Nein, nicht automatisch. Die Zustimmung zur freiwilligen Unterbringung bedeutet grundsätzlich nur, dass die tägliche Betreuung vorübergehend anders organisiert wird. Die rechtliche Obsorge bleibt in vielen Fällen bei den Eltern. Ob und in welchem Umfang Einschränkungen vorliegen, muss immer genau geprüft werden.
Kann das Jugendamt meine Kinder behalten, weil sie sich bei der Pflegefamilie eingelebt haben?
Allein die gute Eingewöhnung reicht nicht aus. Das Gericht muss prüfen, ob eine Rückführung eine konkrete und ernsthafte Kindeswohlgefährdung auslösen würde. Dass Kinder an Pflegeeltern gebunden sind, ist wichtig, ersetzt aber nicht diese rechtliche Prüfung. Ein bloß schwieriger Umstieg genügt nicht.
Was muss ich zeigen, wenn ich mein Kind aus der Pflege zurückholen will?

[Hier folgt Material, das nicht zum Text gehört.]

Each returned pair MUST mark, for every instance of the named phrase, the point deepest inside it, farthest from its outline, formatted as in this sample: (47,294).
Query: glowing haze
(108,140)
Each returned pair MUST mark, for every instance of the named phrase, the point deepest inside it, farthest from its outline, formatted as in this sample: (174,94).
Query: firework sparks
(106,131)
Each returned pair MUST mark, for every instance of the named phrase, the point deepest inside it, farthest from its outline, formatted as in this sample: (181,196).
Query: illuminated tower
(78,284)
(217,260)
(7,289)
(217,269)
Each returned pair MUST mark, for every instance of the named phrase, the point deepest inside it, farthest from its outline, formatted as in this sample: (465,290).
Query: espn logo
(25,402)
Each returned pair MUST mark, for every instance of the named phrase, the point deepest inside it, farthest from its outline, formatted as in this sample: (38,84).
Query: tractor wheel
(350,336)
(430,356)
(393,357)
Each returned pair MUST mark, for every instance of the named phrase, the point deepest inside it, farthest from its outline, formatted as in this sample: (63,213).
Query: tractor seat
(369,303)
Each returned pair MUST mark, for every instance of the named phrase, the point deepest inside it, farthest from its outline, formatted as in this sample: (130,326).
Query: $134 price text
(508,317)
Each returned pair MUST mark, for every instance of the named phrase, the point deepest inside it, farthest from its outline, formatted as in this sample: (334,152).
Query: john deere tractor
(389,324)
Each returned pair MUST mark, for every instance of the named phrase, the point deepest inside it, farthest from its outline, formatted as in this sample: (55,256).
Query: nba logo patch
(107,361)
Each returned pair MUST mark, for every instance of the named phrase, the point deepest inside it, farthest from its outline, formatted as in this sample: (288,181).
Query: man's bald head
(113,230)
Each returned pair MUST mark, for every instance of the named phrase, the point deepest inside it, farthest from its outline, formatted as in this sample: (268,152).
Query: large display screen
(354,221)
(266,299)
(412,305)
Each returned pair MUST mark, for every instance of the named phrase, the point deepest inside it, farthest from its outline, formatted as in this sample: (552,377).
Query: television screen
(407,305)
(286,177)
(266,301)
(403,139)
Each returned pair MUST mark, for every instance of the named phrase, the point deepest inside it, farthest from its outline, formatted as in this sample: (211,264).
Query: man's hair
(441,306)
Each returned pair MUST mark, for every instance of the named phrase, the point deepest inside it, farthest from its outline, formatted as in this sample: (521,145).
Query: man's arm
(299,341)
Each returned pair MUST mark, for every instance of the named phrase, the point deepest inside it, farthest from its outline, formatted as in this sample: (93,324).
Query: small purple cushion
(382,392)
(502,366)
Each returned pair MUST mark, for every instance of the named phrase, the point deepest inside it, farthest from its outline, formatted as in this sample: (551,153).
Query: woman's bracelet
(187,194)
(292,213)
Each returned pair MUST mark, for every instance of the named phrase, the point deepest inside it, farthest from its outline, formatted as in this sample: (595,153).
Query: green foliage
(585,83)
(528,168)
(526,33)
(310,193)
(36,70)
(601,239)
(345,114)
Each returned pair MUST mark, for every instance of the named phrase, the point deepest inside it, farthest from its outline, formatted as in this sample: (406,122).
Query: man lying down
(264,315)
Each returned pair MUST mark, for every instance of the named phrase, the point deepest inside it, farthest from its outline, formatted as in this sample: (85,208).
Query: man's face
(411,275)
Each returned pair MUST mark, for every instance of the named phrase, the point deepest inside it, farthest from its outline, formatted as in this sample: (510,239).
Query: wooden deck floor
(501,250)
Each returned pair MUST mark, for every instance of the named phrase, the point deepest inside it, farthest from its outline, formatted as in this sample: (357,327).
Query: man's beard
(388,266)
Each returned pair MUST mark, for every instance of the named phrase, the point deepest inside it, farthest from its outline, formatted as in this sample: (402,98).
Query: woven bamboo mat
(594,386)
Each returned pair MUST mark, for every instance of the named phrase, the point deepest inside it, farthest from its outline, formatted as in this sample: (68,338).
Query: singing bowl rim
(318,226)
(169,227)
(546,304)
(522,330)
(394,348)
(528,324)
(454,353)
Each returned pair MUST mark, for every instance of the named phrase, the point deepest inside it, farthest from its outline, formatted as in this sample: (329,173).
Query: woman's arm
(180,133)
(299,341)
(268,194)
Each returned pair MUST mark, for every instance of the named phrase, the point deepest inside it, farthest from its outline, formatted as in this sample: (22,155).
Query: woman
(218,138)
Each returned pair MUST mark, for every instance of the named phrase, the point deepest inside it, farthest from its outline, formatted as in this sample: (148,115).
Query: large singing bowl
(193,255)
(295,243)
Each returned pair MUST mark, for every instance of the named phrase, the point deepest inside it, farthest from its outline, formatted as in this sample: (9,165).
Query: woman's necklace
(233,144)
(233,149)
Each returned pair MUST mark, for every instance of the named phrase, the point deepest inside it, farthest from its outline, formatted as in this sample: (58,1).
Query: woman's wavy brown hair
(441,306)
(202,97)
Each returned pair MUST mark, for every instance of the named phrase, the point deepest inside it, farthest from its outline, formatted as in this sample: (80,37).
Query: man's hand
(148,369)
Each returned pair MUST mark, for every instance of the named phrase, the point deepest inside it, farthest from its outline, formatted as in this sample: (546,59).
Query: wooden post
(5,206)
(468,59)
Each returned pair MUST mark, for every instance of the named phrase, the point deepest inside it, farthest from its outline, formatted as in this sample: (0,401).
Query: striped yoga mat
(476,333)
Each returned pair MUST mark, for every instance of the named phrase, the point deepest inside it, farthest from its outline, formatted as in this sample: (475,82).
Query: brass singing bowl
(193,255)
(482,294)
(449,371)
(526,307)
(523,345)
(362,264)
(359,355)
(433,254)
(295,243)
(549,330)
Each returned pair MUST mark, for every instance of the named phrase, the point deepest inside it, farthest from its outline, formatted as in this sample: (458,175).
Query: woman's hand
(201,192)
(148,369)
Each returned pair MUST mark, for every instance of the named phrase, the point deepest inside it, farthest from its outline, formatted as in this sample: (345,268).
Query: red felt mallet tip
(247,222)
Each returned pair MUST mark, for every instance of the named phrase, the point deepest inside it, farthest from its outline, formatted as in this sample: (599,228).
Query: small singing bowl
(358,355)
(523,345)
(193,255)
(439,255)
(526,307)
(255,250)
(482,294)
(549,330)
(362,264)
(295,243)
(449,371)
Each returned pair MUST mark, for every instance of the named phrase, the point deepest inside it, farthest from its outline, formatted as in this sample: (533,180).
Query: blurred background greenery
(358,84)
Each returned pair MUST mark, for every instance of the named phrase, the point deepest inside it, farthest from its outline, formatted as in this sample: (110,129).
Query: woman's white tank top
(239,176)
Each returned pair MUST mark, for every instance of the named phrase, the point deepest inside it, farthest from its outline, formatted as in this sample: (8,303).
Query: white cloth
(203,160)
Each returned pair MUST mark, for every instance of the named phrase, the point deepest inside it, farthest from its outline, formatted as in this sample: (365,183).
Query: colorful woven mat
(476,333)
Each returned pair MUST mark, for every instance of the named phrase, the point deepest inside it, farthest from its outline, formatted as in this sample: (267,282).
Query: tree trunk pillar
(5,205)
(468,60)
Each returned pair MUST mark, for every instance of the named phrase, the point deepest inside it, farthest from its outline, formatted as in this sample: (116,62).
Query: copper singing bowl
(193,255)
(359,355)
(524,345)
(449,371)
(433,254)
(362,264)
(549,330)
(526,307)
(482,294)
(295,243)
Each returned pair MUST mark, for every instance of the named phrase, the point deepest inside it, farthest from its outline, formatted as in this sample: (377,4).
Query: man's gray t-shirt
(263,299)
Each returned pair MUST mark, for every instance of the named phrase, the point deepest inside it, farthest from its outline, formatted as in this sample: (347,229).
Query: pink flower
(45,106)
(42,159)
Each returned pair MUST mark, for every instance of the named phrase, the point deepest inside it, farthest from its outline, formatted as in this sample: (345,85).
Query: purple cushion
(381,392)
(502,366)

Vor allem Stabilität und Verlässlichkeit. Dazu gehören eine gesicherte Wohnsituation, ein tragfähiger Alltag, gesundheitliche Stabilisierung und kontinuierlicher Kontakt zum Kind. Besonders hilfreich ist ein nachvollziehbarer Rückführungsplan mit professioneller Begleitung. Je besser die Vorbereitung, desto sachlicher kann das Gericht entscheiden.
Wann darf die Obsorge an das Jugendamt übertragen werden?
Nur wenn das Kindeswohl aktuell konkret gefährdet ist und mildere Maßnahmen nicht ausreichen. Die Übertragung an den Kinder- und Jugendhilfeträger ist eine äußerste Maßnahme. Das Gericht darf sie nicht bloß deshalb anordnen, weil andere eine andere Betreuungslösung für günstiger halten. Genau an dieser Schwelle scheitern in der Praxis viele Anträge.